A bill for a law which prescribes five-year jail term for lecturers who engage in sexual relationship with students was passed for first reading in the Senate on Wednesday.
The bill, sponsored by Sen. Ovie Omo-Agege (Labour-Delta Central) and co-sponsored by 46 other senators, seeks to completely prohibit any form of sexual relationship between lecturers and their students.
Briefing newsmen after plenary, Omo-Agege said that the nation’s institutions of higher learning must be sanitised to rid them of lecturers who saw female students as “prize’’.
According to him, when the bill is passed and signed into law, any lecturer found guilty will be liable to a jail term of up to five years but not less than two years with no option of fine.
“When passed into law, it makes it a criminal offence for any educator in a university, polytechnic or any other tertiary educational institution to violate or exploit the student-lecturer fiduciary relationship for sexual pleasures.
“The bill imposes stiff penalties on offenders in its overall objective of providing tighter statutory protection for students against sexual hostility and all forms of sexual harassment in tertiary schools.
“The bill provides a compulsory five-year jail term for lecturers who sexually harass students.
“When passed into law, vice chancellors of universities, rectors of polytechnics and other chief executives of institutions of higher learning will go to jail for two years if they fail to act within a week on complaints of sexual harassment made by students.
“The bill expressly allows sexually harassed students, their parents or guardians to seek civil remedies in damages against sexual predator lecturers before or after their successful criminal prosecution by the State.
“The bill also seeks to protect, from sexual harassment, prospective students seeking admissions into institutions of learning, students of generally low mental capacity and physically challenged students,’’ he stated.
The lawmaker said that it was practicable in other climes as “honour codes’’ but stressed that it should be domesticated in Nigeria in the Penal form.
The bill reads: “an educator shall be guilty of committing an offence of sexual harassment against a student if he/she has sexual intercourse with a student.
“He or she shall be guilty if he has sexual intercourse with a student or demands for sex from a student or a prospective student as a condition to study in an institution.
“He or she shall be guilty if he has sexual intercourse with a student or demands for sex from a student or a prospective student as a condition to the giving of a passing grade.
“ He or she shall be guilty if he solicits sex from or makes sexual advances at a student when the sexual solicitation or sexual advances result in an intimidating, hostile or offensive environment for the student.
“He or she shall be guilty if he directs or induces another person to commit any act of sexual harassment under this Act, or cooperates in the commission of sexual harassment by another person.

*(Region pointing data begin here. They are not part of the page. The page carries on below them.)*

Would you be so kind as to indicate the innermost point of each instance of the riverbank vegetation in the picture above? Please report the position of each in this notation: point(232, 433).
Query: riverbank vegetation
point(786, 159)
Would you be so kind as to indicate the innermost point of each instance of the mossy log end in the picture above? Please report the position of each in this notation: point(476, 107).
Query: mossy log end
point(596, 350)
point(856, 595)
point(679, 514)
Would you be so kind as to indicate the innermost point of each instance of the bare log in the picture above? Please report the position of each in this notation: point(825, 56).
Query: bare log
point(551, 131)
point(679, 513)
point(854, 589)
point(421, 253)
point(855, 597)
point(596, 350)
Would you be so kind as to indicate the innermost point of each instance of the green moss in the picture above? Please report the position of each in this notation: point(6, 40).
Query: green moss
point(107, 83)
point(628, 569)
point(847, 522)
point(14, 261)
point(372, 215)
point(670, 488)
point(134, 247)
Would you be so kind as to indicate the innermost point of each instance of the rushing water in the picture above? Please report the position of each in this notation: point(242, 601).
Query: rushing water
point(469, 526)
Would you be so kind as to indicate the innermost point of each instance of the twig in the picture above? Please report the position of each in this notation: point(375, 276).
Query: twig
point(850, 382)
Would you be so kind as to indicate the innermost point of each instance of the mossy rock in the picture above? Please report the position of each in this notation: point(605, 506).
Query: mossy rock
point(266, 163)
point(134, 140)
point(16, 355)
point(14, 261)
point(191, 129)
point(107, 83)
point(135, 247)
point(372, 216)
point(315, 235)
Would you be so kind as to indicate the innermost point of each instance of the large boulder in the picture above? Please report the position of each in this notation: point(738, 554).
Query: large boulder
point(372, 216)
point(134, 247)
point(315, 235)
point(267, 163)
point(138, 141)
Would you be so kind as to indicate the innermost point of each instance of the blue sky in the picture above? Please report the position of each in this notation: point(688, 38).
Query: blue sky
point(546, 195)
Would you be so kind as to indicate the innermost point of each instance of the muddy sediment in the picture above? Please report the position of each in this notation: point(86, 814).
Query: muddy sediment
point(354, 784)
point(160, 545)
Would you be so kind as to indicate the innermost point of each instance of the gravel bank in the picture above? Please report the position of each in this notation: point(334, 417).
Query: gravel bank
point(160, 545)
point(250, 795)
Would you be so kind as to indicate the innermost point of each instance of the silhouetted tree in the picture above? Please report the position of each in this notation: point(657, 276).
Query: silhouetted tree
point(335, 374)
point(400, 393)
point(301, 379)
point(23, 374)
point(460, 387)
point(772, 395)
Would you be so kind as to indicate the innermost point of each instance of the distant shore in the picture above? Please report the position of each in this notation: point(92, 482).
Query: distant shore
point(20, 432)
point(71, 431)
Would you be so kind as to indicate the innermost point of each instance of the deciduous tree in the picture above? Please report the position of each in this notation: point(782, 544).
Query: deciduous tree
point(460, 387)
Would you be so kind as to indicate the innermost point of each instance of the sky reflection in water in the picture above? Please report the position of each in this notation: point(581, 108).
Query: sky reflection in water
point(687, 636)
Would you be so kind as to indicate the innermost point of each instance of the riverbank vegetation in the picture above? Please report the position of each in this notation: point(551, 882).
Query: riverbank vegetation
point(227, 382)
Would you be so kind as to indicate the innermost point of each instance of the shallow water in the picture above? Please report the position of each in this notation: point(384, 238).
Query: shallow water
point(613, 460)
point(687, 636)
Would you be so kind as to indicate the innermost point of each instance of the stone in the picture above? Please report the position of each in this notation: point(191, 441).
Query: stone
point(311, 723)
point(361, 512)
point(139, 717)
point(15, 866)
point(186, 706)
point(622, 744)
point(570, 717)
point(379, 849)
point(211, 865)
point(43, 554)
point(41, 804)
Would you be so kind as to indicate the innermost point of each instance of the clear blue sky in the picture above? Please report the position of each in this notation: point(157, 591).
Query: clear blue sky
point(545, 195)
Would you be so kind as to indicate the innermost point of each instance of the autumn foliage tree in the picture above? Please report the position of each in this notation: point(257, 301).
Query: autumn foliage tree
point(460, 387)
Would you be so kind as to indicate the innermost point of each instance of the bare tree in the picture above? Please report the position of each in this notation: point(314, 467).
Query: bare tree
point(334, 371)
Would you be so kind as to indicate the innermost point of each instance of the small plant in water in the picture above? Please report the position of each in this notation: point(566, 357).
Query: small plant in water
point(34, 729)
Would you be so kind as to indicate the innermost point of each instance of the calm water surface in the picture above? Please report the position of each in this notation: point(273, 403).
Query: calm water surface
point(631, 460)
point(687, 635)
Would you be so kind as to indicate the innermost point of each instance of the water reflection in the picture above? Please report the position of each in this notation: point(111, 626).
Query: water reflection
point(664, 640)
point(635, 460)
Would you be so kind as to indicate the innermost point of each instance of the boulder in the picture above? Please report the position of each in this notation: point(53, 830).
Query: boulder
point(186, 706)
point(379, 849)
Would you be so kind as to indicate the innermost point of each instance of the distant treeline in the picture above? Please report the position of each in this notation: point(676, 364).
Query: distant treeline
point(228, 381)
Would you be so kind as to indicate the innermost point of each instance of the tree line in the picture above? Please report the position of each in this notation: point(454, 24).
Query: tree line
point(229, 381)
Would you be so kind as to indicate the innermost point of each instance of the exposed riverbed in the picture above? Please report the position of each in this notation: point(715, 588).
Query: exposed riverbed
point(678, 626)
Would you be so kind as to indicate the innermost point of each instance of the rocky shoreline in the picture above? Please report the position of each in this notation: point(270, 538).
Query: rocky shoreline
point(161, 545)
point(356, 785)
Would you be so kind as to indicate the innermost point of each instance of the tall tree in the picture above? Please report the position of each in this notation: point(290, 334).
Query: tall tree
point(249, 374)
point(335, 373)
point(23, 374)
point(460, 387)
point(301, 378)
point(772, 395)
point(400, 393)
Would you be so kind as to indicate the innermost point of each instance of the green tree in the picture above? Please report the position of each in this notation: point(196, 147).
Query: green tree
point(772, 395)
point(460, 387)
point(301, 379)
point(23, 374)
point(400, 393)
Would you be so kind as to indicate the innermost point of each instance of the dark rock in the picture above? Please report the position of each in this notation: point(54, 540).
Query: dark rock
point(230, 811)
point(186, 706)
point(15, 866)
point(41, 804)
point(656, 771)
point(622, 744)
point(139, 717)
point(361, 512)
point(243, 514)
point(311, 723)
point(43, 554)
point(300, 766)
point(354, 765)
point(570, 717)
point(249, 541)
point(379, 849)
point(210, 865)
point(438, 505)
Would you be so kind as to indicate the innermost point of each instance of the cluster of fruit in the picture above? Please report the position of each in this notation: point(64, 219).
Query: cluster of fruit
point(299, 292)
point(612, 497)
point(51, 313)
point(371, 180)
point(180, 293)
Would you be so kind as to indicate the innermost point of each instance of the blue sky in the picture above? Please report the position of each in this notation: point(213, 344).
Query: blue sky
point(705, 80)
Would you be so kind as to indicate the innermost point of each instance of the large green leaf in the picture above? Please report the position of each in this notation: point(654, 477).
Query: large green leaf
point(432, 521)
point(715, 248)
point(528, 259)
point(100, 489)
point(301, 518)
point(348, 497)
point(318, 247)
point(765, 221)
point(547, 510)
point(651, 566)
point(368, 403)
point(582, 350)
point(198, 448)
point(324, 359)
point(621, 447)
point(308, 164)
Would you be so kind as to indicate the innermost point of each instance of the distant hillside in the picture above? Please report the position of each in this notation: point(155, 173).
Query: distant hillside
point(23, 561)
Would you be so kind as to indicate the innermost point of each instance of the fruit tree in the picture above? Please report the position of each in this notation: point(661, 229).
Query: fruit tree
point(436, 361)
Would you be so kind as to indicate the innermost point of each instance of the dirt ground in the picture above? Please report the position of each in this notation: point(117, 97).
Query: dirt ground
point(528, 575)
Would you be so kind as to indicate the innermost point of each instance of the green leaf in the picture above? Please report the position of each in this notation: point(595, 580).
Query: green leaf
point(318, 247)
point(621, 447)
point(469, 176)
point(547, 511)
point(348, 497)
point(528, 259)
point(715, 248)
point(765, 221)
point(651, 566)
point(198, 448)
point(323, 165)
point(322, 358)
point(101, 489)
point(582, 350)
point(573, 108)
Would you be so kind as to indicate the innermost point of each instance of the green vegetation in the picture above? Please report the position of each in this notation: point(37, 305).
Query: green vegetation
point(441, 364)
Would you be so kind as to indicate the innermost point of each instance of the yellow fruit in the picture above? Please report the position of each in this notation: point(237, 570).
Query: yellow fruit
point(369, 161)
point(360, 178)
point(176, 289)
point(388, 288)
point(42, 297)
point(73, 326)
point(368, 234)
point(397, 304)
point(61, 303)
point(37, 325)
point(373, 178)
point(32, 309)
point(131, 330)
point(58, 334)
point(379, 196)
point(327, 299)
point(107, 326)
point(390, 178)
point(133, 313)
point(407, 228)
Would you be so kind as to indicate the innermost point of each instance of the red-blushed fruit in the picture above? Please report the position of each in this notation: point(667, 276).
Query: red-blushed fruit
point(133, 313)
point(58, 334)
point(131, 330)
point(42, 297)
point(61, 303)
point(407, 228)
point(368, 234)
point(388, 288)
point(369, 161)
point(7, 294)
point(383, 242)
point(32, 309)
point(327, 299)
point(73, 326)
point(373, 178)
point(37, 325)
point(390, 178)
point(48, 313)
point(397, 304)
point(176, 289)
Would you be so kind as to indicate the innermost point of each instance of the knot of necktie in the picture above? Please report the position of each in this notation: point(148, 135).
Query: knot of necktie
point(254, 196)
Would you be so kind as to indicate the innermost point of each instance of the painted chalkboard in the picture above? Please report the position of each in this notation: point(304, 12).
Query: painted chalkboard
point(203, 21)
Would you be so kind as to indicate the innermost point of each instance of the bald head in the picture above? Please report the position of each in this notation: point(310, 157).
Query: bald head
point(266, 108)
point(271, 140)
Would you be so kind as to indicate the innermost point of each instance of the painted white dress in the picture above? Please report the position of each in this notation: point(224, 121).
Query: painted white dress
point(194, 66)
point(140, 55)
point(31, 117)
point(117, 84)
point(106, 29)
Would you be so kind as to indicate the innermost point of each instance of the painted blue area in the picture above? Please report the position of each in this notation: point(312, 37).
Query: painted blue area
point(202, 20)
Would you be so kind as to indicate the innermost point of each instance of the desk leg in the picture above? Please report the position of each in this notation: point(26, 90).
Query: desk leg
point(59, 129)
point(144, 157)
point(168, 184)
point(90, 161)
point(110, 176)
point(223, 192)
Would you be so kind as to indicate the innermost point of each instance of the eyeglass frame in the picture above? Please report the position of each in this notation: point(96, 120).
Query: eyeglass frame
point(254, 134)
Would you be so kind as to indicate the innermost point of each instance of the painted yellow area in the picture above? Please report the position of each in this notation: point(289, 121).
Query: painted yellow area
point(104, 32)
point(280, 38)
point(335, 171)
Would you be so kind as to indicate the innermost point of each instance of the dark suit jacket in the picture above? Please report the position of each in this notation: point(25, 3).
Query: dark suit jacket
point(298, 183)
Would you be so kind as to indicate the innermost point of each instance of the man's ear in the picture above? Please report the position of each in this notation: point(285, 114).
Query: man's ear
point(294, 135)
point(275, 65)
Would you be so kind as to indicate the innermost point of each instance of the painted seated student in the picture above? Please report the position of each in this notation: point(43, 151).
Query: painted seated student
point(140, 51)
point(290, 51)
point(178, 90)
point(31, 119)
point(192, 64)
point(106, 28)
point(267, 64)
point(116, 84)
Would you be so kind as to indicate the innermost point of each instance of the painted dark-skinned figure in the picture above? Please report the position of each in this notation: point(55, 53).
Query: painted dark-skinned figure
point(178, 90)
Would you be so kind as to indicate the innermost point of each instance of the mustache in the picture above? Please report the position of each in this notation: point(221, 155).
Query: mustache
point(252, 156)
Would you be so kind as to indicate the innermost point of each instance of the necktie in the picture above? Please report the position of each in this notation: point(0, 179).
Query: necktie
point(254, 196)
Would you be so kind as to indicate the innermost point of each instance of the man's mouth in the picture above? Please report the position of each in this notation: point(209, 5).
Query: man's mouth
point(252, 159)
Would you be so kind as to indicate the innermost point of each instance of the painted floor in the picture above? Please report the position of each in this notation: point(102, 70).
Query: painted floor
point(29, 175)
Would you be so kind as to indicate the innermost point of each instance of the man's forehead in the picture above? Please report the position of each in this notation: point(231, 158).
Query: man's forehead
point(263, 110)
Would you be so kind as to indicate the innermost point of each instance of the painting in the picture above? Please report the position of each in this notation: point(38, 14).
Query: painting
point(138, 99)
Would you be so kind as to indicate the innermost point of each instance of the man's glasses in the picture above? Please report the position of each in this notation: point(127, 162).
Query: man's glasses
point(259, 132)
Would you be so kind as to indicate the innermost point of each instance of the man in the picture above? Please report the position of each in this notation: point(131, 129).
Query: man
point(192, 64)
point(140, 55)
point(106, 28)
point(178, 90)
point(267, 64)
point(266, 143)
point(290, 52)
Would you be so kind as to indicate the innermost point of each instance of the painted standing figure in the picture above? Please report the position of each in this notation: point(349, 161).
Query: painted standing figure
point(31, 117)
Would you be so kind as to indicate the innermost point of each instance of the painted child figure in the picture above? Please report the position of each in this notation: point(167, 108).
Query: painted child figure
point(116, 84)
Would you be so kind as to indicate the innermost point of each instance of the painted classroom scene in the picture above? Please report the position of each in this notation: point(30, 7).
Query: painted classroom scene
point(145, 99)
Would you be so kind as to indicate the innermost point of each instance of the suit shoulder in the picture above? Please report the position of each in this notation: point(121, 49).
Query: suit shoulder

“He or she shall be guilty if he grabs, hugs, rubs or strokes or touches or pinches the breasts or hair or lips or hips or buttocks or any other sensual part of the body of a student.
“He or she shall be guilty if he displays, gives or sends by hand or courier or electronic or any other means naked or sexually explicit pictures or videos or sex related objects to a student.
“He or she shall be guilty if he whistles or winks at a student or screams or exclaims or jokes or makes sexually complimentary or uncomplimentary remarks about a student’s physique.’’
The bill also has provisions to sanction students who falsely accuse lecturers of sexual harassment. Such students could face dismissal from the school but no jail term was prescribed.
According to the bill, the only exemption is where the student is legally married to the lecturer before admission in the school as a student.